Хабаров долго держал в руках трубку, потом отпустил. Он и не замечал, что в канцелярию суются пугливые рожи, что дверь давно распахнута и у порога вслушивается, вглядывается в происходящее столпившаяся как для показа солдатня. «А вы с кем разговаривали?» Он тихо поворотился, с удивлением увидав людей, и у него само собой произнеслось: «С генералом…» Казалось, капитана удивляло то, что люди ему беззвучно поверили. Что было правдой: солдатня смолкла, и его обожгли даже завистливые взгляды. «Все будет по-другому, – проговорил с радостью Хабаров. – Всем будет хорошо. Все будут сытыми».
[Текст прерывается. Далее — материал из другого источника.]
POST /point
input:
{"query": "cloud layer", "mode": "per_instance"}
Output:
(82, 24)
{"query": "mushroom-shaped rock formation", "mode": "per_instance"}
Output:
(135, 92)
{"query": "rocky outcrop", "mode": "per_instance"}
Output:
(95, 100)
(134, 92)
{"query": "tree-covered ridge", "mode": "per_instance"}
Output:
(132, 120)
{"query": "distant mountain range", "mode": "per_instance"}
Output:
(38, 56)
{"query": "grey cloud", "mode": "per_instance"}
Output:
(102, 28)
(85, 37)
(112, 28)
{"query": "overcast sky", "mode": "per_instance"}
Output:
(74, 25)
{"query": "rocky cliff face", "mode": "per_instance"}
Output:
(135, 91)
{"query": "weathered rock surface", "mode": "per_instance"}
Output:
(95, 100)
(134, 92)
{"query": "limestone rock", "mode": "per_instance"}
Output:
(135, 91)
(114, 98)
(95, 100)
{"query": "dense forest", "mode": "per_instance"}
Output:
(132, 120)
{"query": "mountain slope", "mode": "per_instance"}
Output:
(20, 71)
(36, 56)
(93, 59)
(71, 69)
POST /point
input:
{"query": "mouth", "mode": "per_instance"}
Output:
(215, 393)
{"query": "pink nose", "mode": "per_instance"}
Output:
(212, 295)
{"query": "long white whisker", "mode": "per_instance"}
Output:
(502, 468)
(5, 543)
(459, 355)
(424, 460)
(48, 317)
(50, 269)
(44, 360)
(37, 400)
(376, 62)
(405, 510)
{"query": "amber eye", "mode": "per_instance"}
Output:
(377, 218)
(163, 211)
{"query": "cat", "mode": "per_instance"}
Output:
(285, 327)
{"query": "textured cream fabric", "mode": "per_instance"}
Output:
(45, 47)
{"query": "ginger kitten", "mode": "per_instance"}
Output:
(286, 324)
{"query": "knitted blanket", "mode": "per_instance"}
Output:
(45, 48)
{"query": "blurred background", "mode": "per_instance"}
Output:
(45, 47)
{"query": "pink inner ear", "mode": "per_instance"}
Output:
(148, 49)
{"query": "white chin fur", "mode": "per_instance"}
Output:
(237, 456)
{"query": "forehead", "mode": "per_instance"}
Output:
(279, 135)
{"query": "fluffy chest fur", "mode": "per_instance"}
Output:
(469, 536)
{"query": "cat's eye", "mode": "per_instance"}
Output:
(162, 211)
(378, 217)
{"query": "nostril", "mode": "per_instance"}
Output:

Никто, однако, не обрадовался, солдатня потихоньку начала разбредаться. Отходя же подальше, перешептывались: «Зачем прокурору писали, суки?», «А кто знал, что оно дойдет, что так ляжет прям на генерала?», «Наша писала, ваша знала, все и пропадать будем. Кто умный, те говорили, что под корень ее надо, все это поле. А то валандались на свои головы, ждали!», «Может, его ушлют от нас, братва?», «Ясно дело, повысят гада. Тока надо хорошо пахать на него, чтоб повысили. Он теперь нам всем отомстит, скурвится», «И чтобы больше никто не калякал, всем урок. Я такую правду, которая себе дороже, в гробу видал».
А капитан остаток ночи нянчил картошку. Мешки сгрудили в дощатой будке, в ней зимой содержали собак, но сколачивали и для хозяйства. Все списанное имущество – сломанный черпак или измочаленные сапоги – сваливалось в будке и вырастало кучами. Иначе бы заподозрили – если нечем отчитываться, покрывать износ. В будке имелись электрическая лампочка и навесной крепкий замок, которые стоили всей рухляди, в ней хранимой.
Спотыкаясь, ушибая голову, капитан жалел, что нет для картошки хорошего склада. И сердился, давая себе зарок, что позвонит и доложит, чтобы с постройкой не тянули. Солдатня уместила картошку в этой будке, но капитан перетаскивал мешки, чтобы они образовали ровный ряд, поправляя даже те, которые нельзя уж было разместить ровней, будто боялся оказаться без своего дела. А потом еще высыпал из мешков и принялся для порядка перебирать крупную от мелкой, сортировать. Скоро Хабаров умаялся и заставлял себя перебирать картошку с усердием, хотя она валилась из рук и подслепшие глаза его слабо отличали большое от мелкого, скатываясь в дремоту. Когда же он слег на койку, чужое тело отнялось и уснуло. А голова уже беспокойно размышляла о хозяйстве.
Глава 3.
Товарищ Скрипицын
Скучным, будто бы отраженным в дождевой луже утром во двор казармы, ударив лобовиной по створам дурных ворот, вкатился полковой грузовик; то ли рыкая, то ли рыгая, с пустым брезентовым брюхом, но отяжелевший от тряски по степному бездорожью… Во дворе потягивал сопливую папироску дневальный, татарчонок с отвислой губой, к которой она прилепилась, окуривая его немытое лицо белым дымком. Он привстал, искоса поглядывая на грузовик, глубже и чаще затягиваясь сдохшей папиросой. В сапогах на босу ногу, в исподнем белье, татарчонок хитровато приглядывался к приставшей у крыльца машине. Окружала этот въезд необычайная тишь. Появился грузовик откуда ни возьмись, и овчарки смолчали, хотя обычно взрывали Карабас озверелым лаем, стоило им учуять чужих. Татарчонок так и глядел на него будто на дым и лишь потому не испугался, когда из дыма, то есть грузовика, вылезли вдруг люди.
Первым он углядел эдакого молодца из тех здоровых и крепких русских солдат, которые отдельно служат начальству. Следом за здоровяком вылез, однако, вовсе не офицер, а прапорщик в болотных погонах, смешной, вроде как из пропащих, похожий на бабу. Шинель не красила этого человека, а как раз обнаруживала всю его нескладность; она висела на сутулых плечах, и там, где должна была скрывать зад, зад обтягивался и неимоверно, горой, выпячивался, тогда как грудь и живот бултыхались. Будто чужие, от мешковатых плеч отделялись сильные и, что весла, загребущие руки. Чтобы таким угодили рукава, размер подходил лишь самый большой. А человек был средненьким, и полы шинели чуть не волочились по земле. По виду он походил на снабженца или каптерщика, и татарчонок, угадав знакомое, глупо заулыбался.